If we truly want to build a better world, if we truly want freedom of movement, if we truly want to run global businesses, if we truly want to be decent human beings, we have to start to stand up in the fight for global equity.
B Lab: Absolutely. I love that you’ve been using your position and your power and your voice to advocate for the people who need it. I want to go back to some of the ways that Adara works and your Panel Members structure. Can you tell us a little bit about that?
Audette: This is the business model I’m going to take global. I want this model to be on Wall Street. I want it to be in the great financial services centres of the world. I’ve got big plans for this.
The model is: we’re a fully licensed corporate advice businesses.
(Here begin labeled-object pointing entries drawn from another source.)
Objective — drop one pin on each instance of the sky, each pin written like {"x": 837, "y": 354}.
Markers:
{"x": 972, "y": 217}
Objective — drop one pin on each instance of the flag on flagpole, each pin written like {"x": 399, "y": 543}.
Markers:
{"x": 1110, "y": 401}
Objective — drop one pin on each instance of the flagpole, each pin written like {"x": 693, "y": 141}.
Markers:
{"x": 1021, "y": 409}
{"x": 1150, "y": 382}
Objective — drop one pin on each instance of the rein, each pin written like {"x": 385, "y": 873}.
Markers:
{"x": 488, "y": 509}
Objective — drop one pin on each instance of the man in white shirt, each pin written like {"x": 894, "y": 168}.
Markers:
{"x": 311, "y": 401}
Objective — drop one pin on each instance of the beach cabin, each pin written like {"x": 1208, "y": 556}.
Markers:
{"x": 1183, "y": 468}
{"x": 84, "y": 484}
Adara Partners decided to have a shot at bringing the mastery of the best of the investment banking corporate advice market, and giving them the experience of what it’s like to do what they do brilliantly, with all fees generated to go into work with vulnerable client groups.
It’s a panel of 15 of Australia’s very well-known, high integrity senior investment bankers and advisors, including the amazing man who is the Chair of Goldman Sachs Australia & New Zealand, the amazing man who runs Citigroup’s investment banking, two Executive Chairmen at Barrenjoey, the former Chair of ANZ bank, some of the most senior members of the non-executive director community, some of the most senior lawyers, the former head of JP Morgan. The great and the good, the big men and women who are the leaders.
It’s a model of absolute mastery for purpose. It’s quite an exciting model, and that business is six years old. I’m so proud that is the business that’s received Best for the World. Watch out London, New York, Hong Kong, and Tokyo because we’re coming.
B Lab: I think there’s a lot of B Corp values in that model, which is that knowledge sharing, bridging gaps, and working with people that you wouldn’t expect to work with for this greater good.
Audette: It’s all about thinking outside of the box, right? Get out of our silos, uncap our thinking, and use our skills to make change and B Corp is a shining example of that.
Congratulations to Adara Partners for making the Best for the World 2021 list for Community.
Interviews have been edited for clarity and length.